Published online Aug 28, 2013. doi: 10.5319/wjo.v3.i3.58
Revised: July 10, 2013
Accepted: July 17, 2013
Published online: August 28, 2013
Millions of people worldwide are exposed to harmful levels of noise daily in their work and leisure environment. This makes noise-induced hearing loss (NIHL) a major occupational health risk globally. NIHL is the second most common form of acquired hearing loss after age-related hearing loss and is itself a major contributing factor to presbycusis. Temporary threshold shifts, once thought to be relatively harmless and recoverable, are now known to cause permanent cochlear injury leading to permanent loss of hearing sensitivity. This article reviews the current understanding of the cellular and molecular pathophysiology of NIHL with latest findings from animal models. Therapeutic approaches to protect against or to mitigate NIHL are discussed based on their proposed action against these known mechanisms of cochlear injury. Successes in identifying genes that predispose individuals to NIHL by candidate gene association studies are discussed with matched gene knockout animal models. This links to exciting developments in experimental gene therapy to replace and regenerate lost hair cells and post-noise otoprotective therapies currently being investigated in clinical trials.
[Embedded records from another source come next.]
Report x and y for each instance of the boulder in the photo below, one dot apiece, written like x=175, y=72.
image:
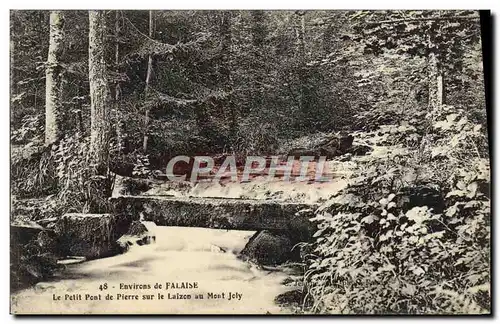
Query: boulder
x=419, y=196
x=91, y=235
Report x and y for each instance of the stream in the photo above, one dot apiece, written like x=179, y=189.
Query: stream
x=190, y=262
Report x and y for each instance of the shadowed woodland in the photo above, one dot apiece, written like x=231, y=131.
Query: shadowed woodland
x=396, y=96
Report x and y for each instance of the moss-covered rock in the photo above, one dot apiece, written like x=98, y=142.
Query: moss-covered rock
x=91, y=235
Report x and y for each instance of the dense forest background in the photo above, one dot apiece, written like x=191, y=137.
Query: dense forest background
x=253, y=82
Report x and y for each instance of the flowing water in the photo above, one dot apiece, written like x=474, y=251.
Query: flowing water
x=189, y=256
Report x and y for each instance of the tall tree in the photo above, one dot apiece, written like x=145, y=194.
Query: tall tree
x=301, y=40
x=149, y=74
x=100, y=97
x=54, y=78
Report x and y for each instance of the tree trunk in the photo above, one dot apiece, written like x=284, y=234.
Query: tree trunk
x=301, y=31
x=258, y=39
x=53, y=79
x=100, y=97
x=226, y=68
x=146, y=90
x=436, y=79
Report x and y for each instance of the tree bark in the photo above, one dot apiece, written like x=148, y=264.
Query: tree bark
x=258, y=39
x=146, y=90
x=100, y=97
x=53, y=79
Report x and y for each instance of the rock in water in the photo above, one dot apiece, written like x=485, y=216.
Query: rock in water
x=91, y=235
x=268, y=248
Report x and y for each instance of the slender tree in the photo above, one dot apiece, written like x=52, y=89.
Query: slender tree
x=54, y=78
x=100, y=97
x=149, y=74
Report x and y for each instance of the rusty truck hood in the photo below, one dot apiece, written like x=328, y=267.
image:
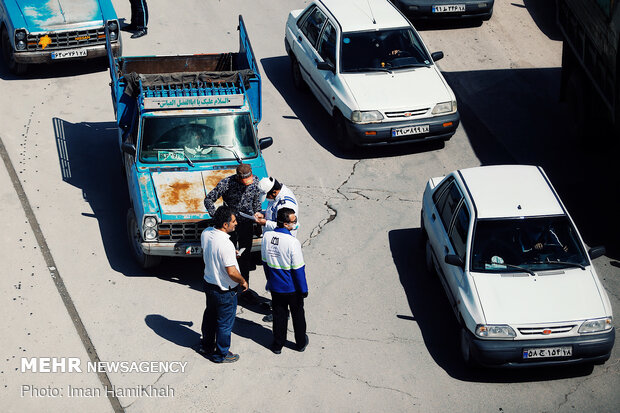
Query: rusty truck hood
x=181, y=194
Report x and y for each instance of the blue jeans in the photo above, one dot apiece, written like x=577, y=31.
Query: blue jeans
x=218, y=320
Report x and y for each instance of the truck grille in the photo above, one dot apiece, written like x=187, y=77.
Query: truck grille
x=406, y=113
x=68, y=39
x=183, y=231
x=540, y=330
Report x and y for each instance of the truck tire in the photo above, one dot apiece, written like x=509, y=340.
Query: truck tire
x=298, y=80
x=8, y=55
x=133, y=232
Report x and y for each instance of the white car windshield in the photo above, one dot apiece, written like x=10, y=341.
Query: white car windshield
x=534, y=244
x=197, y=138
x=382, y=50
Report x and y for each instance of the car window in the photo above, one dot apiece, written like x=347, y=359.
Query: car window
x=312, y=25
x=327, y=44
x=458, y=236
x=447, y=204
x=383, y=49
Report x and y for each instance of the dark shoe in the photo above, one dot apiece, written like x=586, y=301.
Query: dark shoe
x=139, y=33
x=230, y=358
x=302, y=348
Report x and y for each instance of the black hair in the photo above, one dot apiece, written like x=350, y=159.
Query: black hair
x=222, y=215
x=283, y=216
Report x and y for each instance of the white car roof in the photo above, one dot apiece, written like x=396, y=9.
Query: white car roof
x=508, y=191
x=357, y=15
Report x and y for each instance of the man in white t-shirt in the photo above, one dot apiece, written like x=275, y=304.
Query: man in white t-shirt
x=222, y=279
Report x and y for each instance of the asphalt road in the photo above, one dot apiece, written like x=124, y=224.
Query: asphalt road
x=382, y=337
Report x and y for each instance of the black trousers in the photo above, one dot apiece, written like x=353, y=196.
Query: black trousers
x=242, y=238
x=139, y=13
x=281, y=303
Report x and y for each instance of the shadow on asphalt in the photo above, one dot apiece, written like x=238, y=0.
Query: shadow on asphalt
x=317, y=121
x=430, y=309
x=175, y=331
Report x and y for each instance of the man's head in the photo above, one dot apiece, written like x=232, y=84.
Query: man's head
x=244, y=174
x=270, y=187
x=224, y=219
x=286, y=218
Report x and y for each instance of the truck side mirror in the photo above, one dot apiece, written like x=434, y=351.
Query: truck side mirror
x=129, y=148
x=596, y=252
x=436, y=56
x=264, y=143
x=325, y=66
x=454, y=260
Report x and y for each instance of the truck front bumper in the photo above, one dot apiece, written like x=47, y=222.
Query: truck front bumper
x=504, y=353
x=377, y=134
x=45, y=56
x=181, y=249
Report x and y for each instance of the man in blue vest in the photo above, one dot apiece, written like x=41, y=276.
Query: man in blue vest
x=286, y=279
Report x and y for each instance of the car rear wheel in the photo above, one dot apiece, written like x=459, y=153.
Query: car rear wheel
x=9, y=56
x=133, y=232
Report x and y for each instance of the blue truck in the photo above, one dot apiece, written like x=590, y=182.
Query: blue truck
x=37, y=31
x=184, y=123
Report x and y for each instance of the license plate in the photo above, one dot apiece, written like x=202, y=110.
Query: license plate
x=449, y=8
x=193, y=250
x=411, y=130
x=66, y=54
x=545, y=352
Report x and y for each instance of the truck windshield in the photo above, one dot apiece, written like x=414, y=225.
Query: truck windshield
x=537, y=244
x=178, y=138
x=385, y=49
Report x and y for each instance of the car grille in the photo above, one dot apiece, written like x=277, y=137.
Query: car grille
x=406, y=113
x=182, y=231
x=68, y=39
x=540, y=330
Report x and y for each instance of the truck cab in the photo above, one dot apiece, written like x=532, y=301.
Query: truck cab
x=184, y=123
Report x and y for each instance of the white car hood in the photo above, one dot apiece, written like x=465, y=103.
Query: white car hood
x=556, y=296
x=407, y=89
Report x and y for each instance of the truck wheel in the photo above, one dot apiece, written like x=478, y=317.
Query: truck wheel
x=133, y=232
x=298, y=81
x=340, y=133
x=9, y=56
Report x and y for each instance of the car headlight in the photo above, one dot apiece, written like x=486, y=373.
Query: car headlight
x=150, y=222
x=595, y=326
x=366, y=116
x=495, y=331
x=150, y=234
x=444, y=107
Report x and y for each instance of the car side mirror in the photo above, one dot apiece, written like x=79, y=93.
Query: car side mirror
x=129, y=148
x=325, y=66
x=264, y=143
x=596, y=252
x=454, y=260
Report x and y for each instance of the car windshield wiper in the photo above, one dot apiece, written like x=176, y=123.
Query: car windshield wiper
x=570, y=264
x=227, y=147
x=497, y=264
x=410, y=66
x=181, y=151
x=369, y=69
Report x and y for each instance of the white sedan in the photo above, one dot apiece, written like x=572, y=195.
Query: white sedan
x=515, y=269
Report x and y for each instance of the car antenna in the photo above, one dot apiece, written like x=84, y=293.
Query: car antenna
x=371, y=13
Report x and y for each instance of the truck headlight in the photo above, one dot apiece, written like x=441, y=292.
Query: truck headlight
x=595, y=326
x=495, y=331
x=366, y=116
x=444, y=107
x=150, y=234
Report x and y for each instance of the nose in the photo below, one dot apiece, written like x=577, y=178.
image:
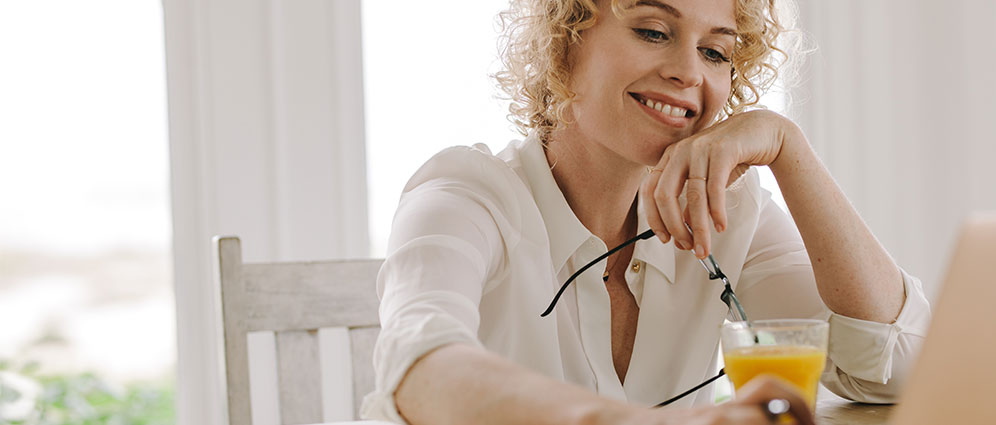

The aim is to provide new insights into current and projected future strategies to manage NIHL; bench to bedside treatment is foreseeable in the next 5 to 10 years.
Core tip: Noise-induced hearing loss (NIHL) affects millions of people worldwide irrespective of age, sex, and race. Hearing aids and cochlear implants are currently the only available interventions. This review article summarizes the cellular and molecular mechanisms of NIHL to-date. Significant milestones in uncovering genetic predisposition to NIHL in humans, experimental gene therapies and post-noise otoprotective strategies to reduce the impact of NIHL are reviewed.